Reps. Carolyn B. Maloney [D-NY], Jerrold Nadler [D-NY] and Peter King [R-NY] issued the following statement after publication today of a study of almost 21,000 first responders by the World Trade Center Health Program which shows a 15 percent increased incidence of thyroid, prostate, blood, lymph and soft tissue cancers among first responders in the first seven years after the 9/11 attacks, when compared to a control group.
"Today's study results from the World Trade Center Health Program showing a 15% increased incidence of cancers among 9/11 responders in just the first seven years after the attack are further testament to why the 9/11 Health and Compensation Act was needed and why we fought so hard for so long to get it passed.

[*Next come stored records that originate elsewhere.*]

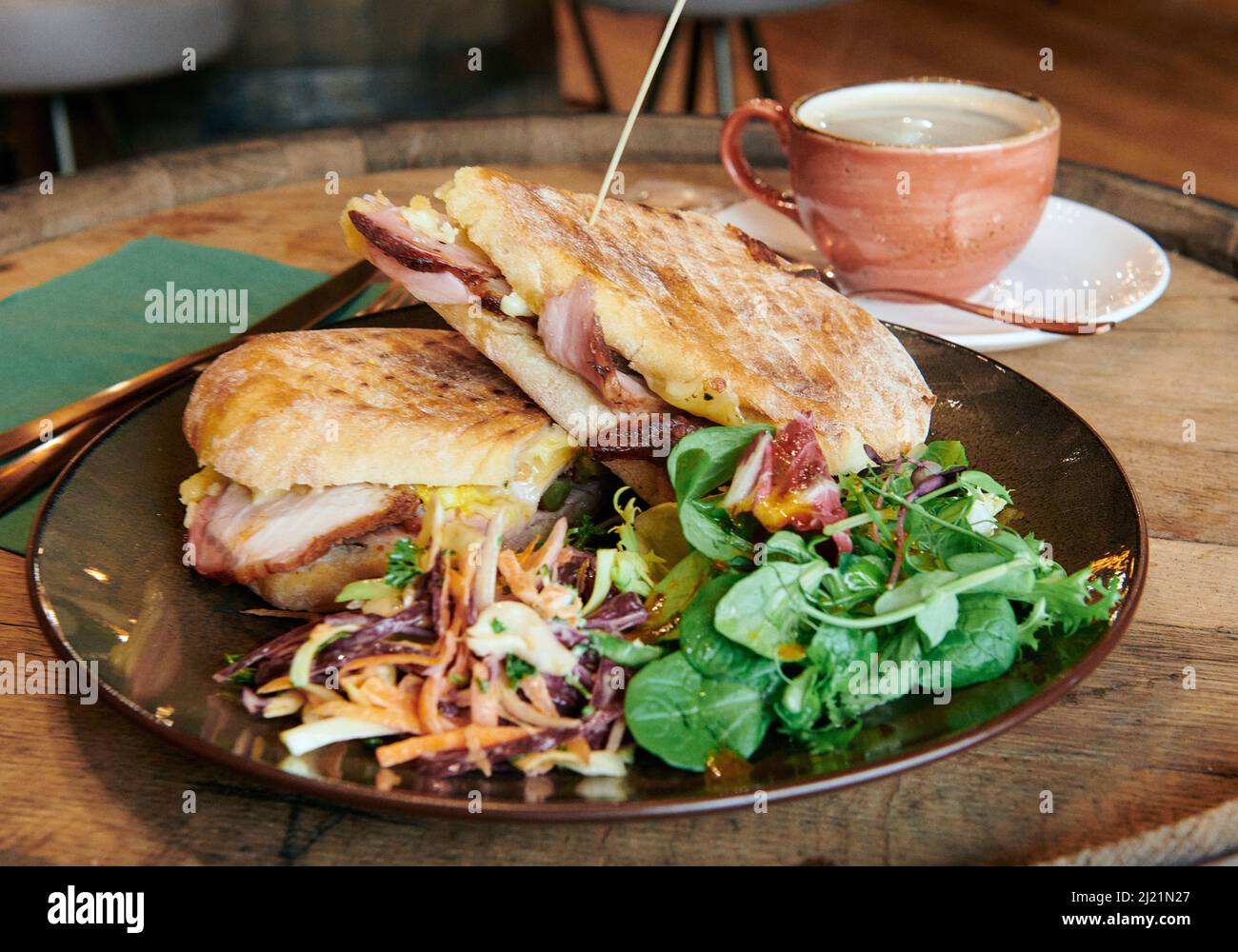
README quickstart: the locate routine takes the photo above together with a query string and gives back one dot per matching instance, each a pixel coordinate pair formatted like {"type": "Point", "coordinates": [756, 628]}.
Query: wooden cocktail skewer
{"type": "Point", "coordinates": [635, 108]}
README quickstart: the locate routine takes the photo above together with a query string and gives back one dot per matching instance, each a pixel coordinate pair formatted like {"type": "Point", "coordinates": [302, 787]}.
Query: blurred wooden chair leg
{"type": "Point", "coordinates": [590, 53]}
{"type": "Point", "coordinates": [693, 74]}
{"type": "Point", "coordinates": [62, 134]}
{"type": "Point", "coordinates": [655, 85]}
{"type": "Point", "coordinates": [753, 41]}
{"type": "Point", "coordinates": [723, 74]}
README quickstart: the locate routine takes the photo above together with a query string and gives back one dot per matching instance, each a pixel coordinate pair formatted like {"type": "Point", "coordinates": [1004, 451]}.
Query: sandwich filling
{"type": "Point", "coordinates": [419, 247]}
{"type": "Point", "coordinates": [242, 535]}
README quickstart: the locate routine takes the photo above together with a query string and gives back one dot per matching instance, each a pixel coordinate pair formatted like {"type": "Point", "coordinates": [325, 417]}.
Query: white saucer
{"type": "Point", "coordinates": [1077, 256]}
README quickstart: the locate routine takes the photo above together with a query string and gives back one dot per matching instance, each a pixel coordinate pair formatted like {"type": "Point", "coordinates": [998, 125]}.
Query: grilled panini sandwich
{"type": "Point", "coordinates": [321, 449]}
{"type": "Point", "coordinates": [654, 312]}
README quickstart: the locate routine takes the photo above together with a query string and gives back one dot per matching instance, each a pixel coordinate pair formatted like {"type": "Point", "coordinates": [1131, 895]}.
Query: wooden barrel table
{"type": "Point", "coordinates": [1143, 769]}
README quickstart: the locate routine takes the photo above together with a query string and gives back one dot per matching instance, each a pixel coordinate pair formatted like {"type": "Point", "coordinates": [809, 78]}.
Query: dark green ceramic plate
{"type": "Point", "coordinates": [108, 585]}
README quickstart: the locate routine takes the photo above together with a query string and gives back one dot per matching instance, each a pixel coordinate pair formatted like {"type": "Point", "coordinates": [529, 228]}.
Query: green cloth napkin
{"type": "Point", "coordinates": [83, 330]}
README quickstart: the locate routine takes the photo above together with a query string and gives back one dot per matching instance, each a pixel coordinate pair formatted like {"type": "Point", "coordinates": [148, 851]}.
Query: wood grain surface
{"type": "Point", "coordinates": [1140, 767]}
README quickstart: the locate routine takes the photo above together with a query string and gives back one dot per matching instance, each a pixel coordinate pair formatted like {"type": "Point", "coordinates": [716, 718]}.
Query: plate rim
{"type": "Point", "coordinates": [592, 810]}
{"type": "Point", "coordinates": [1015, 337]}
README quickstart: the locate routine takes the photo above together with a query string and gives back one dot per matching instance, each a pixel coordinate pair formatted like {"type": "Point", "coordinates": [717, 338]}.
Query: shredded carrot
{"type": "Point", "coordinates": [413, 746]}
{"type": "Point", "coordinates": [404, 721]}
{"type": "Point", "coordinates": [428, 704]}
{"type": "Point", "coordinates": [409, 658]}
{"type": "Point", "coordinates": [580, 746]}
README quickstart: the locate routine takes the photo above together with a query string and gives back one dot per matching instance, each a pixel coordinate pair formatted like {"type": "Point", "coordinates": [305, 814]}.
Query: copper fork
{"type": "Point", "coordinates": [23, 474]}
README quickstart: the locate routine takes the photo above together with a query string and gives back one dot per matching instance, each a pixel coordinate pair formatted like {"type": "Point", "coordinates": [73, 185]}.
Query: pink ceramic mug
{"type": "Point", "coordinates": [928, 185]}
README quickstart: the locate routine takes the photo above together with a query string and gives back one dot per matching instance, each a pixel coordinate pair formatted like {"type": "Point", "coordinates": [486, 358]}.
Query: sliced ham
{"type": "Point", "coordinates": [437, 272]}
{"type": "Point", "coordinates": [785, 482]}
{"type": "Point", "coordinates": [569, 330]}
{"type": "Point", "coordinates": [236, 539]}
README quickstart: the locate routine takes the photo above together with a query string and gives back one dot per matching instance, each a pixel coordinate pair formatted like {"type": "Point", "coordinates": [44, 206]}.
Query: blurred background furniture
{"type": "Point", "coordinates": [1152, 91]}
{"type": "Point", "coordinates": [700, 16]}
{"type": "Point", "coordinates": [52, 48]}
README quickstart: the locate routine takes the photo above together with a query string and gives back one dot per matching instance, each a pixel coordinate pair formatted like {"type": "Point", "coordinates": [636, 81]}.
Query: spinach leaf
{"type": "Point", "coordinates": [710, 531]}
{"type": "Point", "coordinates": [682, 717]}
{"type": "Point", "coordinates": [714, 655]}
{"type": "Point", "coordinates": [1015, 582]}
{"type": "Point", "coordinates": [1075, 600]}
{"type": "Point", "coordinates": [800, 704]}
{"type": "Point", "coordinates": [789, 546]}
{"type": "Point", "coordinates": [946, 453]}
{"type": "Point", "coordinates": [704, 461]}
{"type": "Point", "coordinates": [622, 651]}
{"type": "Point", "coordinates": [983, 643]}
{"type": "Point", "coordinates": [764, 610]}
{"type": "Point", "coordinates": [976, 479]}
{"type": "Point", "coordinates": [937, 617]}
{"type": "Point", "coordinates": [858, 578]}
{"type": "Point", "coordinates": [698, 465]}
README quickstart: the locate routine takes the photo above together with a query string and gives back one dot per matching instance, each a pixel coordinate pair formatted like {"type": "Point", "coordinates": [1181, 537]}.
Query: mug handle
{"type": "Point", "coordinates": [730, 145]}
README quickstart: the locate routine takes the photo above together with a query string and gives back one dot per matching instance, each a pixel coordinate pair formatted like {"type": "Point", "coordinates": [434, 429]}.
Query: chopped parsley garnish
{"type": "Point", "coordinates": [247, 676]}
{"type": "Point", "coordinates": [518, 670]}
{"type": "Point", "coordinates": [403, 564]}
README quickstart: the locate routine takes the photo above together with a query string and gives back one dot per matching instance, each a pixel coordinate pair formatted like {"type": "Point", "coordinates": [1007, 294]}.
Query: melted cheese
{"type": "Point", "coordinates": [717, 404]}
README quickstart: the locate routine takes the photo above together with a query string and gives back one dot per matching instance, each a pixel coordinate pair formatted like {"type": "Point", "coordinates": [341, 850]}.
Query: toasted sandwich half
{"type": "Point", "coordinates": [649, 311]}
{"type": "Point", "coordinates": [321, 449]}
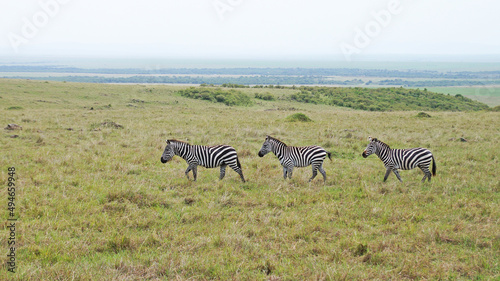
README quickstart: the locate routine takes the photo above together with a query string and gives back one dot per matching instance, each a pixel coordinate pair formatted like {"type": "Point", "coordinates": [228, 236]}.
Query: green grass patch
{"type": "Point", "coordinates": [15, 108]}
{"type": "Point", "coordinates": [99, 204]}
{"type": "Point", "coordinates": [229, 97]}
{"type": "Point", "coordinates": [298, 117]}
{"type": "Point", "coordinates": [386, 99]}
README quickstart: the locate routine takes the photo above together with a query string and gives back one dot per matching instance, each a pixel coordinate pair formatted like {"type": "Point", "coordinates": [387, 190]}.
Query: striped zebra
{"type": "Point", "coordinates": [404, 159]}
{"type": "Point", "coordinates": [205, 156]}
{"type": "Point", "coordinates": [292, 156]}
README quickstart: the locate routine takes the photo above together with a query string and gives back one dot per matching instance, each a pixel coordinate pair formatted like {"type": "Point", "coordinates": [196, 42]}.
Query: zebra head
{"type": "Point", "coordinates": [266, 147]}
{"type": "Point", "coordinates": [168, 153]}
{"type": "Point", "coordinates": [371, 148]}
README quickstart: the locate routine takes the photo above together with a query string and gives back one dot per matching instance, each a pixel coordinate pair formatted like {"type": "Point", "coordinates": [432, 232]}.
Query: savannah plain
{"type": "Point", "coordinates": [95, 203]}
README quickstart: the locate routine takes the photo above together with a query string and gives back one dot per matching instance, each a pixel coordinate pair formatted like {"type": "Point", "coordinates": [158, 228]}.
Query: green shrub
{"type": "Point", "coordinates": [265, 96]}
{"type": "Point", "coordinates": [298, 117]}
{"type": "Point", "coordinates": [423, 115]}
{"type": "Point", "coordinates": [228, 97]}
{"type": "Point", "coordinates": [15, 108]}
{"type": "Point", "coordinates": [385, 99]}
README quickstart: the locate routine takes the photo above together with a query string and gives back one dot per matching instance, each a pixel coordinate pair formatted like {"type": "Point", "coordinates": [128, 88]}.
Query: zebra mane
{"type": "Point", "coordinates": [276, 140]}
{"type": "Point", "coordinates": [178, 141]}
{"type": "Point", "coordinates": [381, 143]}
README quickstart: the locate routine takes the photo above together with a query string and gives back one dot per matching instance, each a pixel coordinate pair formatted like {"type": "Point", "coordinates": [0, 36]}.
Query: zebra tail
{"type": "Point", "coordinates": [329, 155]}
{"type": "Point", "coordinates": [433, 166]}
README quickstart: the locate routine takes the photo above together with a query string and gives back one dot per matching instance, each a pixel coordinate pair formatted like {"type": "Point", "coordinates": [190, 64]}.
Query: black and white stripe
{"type": "Point", "coordinates": [292, 156]}
{"type": "Point", "coordinates": [205, 156]}
{"type": "Point", "coordinates": [404, 159]}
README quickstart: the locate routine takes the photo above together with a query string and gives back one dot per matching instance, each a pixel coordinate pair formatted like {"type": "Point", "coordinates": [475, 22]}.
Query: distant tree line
{"type": "Point", "coordinates": [371, 99]}
{"type": "Point", "coordinates": [315, 72]}
{"type": "Point", "coordinates": [245, 81]}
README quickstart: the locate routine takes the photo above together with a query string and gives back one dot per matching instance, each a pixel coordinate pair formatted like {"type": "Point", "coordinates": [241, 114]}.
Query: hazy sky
{"type": "Point", "coordinates": [279, 29]}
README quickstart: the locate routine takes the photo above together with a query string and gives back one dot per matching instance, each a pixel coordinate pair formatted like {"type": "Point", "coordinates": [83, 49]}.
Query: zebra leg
{"type": "Point", "coordinates": [387, 174]}
{"type": "Point", "coordinates": [427, 173]}
{"type": "Point", "coordinates": [322, 171]}
{"type": "Point", "coordinates": [222, 171]}
{"type": "Point", "coordinates": [397, 175]}
{"type": "Point", "coordinates": [239, 171]}
{"type": "Point", "coordinates": [187, 171]}
{"type": "Point", "coordinates": [315, 172]}
{"type": "Point", "coordinates": [290, 171]}
{"type": "Point", "coordinates": [195, 171]}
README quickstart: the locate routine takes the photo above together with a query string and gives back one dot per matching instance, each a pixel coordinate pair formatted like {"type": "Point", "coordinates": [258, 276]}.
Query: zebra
{"type": "Point", "coordinates": [205, 156]}
{"type": "Point", "coordinates": [404, 159]}
{"type": "Point", "coordinates": [292, 156]}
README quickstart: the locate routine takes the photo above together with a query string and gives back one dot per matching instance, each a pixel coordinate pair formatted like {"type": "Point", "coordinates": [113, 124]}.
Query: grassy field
{"type": "Point", "coordinates": [95, 203]}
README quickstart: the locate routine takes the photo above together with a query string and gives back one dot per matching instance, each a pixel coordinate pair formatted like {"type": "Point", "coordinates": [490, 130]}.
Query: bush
{"type": "Point", "coordinates": [228, 97]}
{"type": "Point", "coordinates": [423, 115]}
{"type": "Point", "coordinates": [298, 117]}
{"type": "Point", "coordinates": [265, 96]}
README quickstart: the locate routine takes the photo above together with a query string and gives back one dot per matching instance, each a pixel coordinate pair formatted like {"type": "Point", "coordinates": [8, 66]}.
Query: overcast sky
{"type": "Point", "coordinates": [290, 29]}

"We urge anyone with exposure to the toxins at Ground Zero in the days, weeks and months after the attacks to register for the WTC Health Program and monitor their health status closely; early detection is key when fighting cancer."
Link to the study published in the journal Environmental Health Perspectives: http://ehp.niehs.nih.gov/1205894/
Link to sign up for health monitoring: http://www.cdc.gov/wtc/
The World Trade Center Health Program, which is headed by Dr. John Howard, Director of the National Institute for Occupational Safety and Health, provides medical monitoring and treatment for those who became ill as a result of the attacks, and conducts research into emerging 9/11-related health conditions. Last September, Reps. Maloney, Nadler, King, Rangel, Velazquez, Grimm, and Clarke, along with Sens. Schumer and Gillibrand, sent a letter to Dr. Howard, requesting that he review new evidence that showed an increased rate of cancers among firefighters present at ground zero and consider adding cancer for the health program. The WTC Science and Technical Advisory Committee was created under the Zadroga Act to advise Dr. Howard regarding the implications of 9/11-related medical research, and to issue recommendations on adding coverage for new conditions under the bill.